Fluticasone propionate is an artificial trifluorinated corticosteroid with anti-inflammatory task. Fluticasone propionate has actually been received vitro to exhibit a binding fondness for the human glucocorticoid receptor that is 18 times that of dexamethasone, virtually two times that of beclomethasone-17-monopropionate (BMP), the active metabolite of beclomethasone dipropionate, as well as over 3 times that of budesonide. Data from the McKenzie vasoconstrictor assay in guy follow these results. The medical importance of these findings is unknown.
Systemic corticosteroids can reactivate tuberculosis and should not be used in patients with a history of active tuberculosis, except when chemoprophylaxis is instituted concomitantly. The incidence or course of acute bacterial infection are probably minimally affected by inhaled triamcinolone. Application of topical corticosteroids to areas of infection, including tuberculosis of the skin, should be initiated or continued only if the appropriate antiinfective treatment is instituted. If the infection does not respond to the antimicrobial therapy, the concurrent use of the topical corticosteroid should be discontinued until the infection is controlled.

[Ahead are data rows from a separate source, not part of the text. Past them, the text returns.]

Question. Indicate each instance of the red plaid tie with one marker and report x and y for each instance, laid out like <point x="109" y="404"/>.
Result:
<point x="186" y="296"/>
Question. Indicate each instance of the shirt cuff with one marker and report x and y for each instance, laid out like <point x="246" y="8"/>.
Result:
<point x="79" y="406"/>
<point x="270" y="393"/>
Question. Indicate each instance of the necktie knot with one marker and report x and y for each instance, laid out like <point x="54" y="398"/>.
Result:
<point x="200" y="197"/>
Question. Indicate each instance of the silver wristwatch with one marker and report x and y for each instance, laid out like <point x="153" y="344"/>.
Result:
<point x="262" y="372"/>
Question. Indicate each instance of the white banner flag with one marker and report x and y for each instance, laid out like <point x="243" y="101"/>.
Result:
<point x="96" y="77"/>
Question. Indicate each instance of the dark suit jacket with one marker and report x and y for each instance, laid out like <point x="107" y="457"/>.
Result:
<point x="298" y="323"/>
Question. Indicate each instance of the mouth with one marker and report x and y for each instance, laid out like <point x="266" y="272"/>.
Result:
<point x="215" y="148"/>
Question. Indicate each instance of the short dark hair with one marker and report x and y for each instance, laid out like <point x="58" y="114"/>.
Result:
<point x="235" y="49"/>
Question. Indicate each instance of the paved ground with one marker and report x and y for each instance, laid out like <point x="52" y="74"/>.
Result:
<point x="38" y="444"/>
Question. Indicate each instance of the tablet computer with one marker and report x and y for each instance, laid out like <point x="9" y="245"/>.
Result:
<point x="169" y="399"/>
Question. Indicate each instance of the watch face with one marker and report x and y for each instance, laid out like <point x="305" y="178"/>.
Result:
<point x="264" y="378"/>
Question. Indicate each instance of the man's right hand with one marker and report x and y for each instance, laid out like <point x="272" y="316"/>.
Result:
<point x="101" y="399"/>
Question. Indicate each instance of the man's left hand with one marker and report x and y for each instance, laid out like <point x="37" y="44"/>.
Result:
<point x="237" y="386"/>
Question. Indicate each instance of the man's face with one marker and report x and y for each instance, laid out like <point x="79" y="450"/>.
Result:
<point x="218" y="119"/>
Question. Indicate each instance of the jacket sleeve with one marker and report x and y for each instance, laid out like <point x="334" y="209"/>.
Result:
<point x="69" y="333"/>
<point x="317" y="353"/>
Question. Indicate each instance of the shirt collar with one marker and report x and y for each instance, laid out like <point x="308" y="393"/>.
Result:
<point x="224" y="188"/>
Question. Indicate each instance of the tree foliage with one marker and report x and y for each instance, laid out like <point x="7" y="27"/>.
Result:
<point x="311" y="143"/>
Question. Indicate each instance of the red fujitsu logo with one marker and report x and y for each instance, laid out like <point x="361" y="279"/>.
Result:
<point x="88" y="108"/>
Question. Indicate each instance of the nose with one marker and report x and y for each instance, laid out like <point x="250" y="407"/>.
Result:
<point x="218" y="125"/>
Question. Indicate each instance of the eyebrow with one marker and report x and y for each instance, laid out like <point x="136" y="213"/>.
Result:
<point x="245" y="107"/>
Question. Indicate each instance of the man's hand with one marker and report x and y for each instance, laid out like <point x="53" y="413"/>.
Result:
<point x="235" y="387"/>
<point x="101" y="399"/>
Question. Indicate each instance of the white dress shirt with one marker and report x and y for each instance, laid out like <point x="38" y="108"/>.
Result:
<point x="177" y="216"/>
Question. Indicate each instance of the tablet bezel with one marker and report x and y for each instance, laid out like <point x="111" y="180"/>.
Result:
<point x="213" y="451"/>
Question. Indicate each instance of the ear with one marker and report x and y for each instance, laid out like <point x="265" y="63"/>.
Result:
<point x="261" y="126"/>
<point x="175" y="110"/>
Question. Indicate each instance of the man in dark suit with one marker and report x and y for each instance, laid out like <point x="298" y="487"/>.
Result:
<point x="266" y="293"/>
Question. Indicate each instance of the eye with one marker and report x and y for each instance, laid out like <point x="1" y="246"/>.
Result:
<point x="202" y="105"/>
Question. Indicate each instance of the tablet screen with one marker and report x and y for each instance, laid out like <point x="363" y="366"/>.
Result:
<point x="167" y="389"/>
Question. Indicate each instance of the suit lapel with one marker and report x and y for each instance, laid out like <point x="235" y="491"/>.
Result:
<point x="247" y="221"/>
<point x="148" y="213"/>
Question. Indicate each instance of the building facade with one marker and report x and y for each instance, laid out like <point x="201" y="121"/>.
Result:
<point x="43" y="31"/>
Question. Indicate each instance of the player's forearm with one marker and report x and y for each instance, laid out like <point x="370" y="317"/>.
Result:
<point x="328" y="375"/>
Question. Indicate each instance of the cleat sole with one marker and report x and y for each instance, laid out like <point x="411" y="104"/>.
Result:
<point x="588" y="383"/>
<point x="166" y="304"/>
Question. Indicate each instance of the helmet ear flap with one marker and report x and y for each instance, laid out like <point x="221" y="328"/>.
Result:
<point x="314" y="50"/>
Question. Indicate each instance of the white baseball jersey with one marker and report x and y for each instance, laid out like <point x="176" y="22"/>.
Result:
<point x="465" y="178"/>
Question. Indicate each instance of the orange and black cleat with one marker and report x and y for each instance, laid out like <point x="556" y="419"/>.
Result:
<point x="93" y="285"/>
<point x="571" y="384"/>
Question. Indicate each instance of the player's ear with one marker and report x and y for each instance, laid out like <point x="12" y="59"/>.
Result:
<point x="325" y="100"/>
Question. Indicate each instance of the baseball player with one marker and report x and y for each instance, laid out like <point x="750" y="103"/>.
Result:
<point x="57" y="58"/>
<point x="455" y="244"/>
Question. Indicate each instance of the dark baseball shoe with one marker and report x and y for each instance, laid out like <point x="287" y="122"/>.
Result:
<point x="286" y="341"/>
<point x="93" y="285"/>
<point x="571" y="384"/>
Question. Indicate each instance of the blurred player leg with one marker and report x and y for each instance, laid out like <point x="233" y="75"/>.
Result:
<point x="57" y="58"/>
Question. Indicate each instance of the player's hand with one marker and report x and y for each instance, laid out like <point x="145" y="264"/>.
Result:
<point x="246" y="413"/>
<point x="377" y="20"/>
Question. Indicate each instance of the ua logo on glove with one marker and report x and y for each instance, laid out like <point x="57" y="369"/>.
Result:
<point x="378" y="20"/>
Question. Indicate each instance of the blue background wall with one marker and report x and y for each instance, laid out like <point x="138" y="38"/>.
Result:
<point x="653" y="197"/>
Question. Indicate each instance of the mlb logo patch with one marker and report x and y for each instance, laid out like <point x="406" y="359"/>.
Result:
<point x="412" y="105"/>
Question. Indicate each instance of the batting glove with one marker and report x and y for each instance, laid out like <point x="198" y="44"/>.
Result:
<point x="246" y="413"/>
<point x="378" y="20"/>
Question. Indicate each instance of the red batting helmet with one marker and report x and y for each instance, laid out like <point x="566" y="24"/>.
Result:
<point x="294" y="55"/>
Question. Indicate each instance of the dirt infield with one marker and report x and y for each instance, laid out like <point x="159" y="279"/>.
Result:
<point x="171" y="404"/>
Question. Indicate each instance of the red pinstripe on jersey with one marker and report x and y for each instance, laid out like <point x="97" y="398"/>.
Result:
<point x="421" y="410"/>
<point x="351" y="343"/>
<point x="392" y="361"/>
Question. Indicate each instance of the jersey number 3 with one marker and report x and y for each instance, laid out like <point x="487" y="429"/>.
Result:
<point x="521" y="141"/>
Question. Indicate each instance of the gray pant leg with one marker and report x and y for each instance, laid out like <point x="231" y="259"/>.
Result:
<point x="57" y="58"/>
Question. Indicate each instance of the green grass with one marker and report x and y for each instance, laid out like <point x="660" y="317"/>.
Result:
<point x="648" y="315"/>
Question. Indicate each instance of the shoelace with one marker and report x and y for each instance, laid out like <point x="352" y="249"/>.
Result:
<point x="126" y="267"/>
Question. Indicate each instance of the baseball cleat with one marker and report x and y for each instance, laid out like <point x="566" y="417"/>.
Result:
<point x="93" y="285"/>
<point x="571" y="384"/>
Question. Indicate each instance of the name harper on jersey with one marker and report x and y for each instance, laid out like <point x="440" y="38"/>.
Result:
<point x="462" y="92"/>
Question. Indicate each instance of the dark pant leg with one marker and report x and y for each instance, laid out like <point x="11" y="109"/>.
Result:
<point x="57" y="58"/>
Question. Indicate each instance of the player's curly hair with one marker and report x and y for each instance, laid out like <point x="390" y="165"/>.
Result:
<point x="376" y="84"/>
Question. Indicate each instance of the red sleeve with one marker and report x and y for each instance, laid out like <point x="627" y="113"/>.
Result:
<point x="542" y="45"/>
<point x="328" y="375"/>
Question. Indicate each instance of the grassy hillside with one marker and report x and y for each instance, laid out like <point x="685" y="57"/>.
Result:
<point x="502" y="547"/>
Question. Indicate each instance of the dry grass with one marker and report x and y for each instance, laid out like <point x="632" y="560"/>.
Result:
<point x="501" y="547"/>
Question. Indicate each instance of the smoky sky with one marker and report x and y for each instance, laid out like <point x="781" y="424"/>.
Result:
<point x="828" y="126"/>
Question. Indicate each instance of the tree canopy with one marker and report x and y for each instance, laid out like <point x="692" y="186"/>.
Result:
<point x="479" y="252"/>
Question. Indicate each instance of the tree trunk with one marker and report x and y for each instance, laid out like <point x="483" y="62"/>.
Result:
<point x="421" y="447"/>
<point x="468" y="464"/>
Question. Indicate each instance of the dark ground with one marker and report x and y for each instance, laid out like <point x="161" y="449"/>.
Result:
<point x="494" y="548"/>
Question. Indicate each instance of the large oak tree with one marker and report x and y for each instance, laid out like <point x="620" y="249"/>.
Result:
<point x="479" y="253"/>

In 1952, . Peterson and . Murray of Upjohn developed a process that used Rhizopus mold to oxidize progesterone into a compound that was readily converted to cortisone.  The ability to cheaply synthesize large quantities of cortisone from the diosgenin in yams resulted in a rapid drop in price to US $6 per gram, falling to $ per gram by 1980. Percy Julian's research also aided progress in the field.  The exact nature of cortisone's anti-inflammatory action remained a mystery for years after, however, until the leukocyte adhesion cascade and the role of phospholipase A2 in the production of prostaglandins and leukotrienes was fully understood in the early 1980s.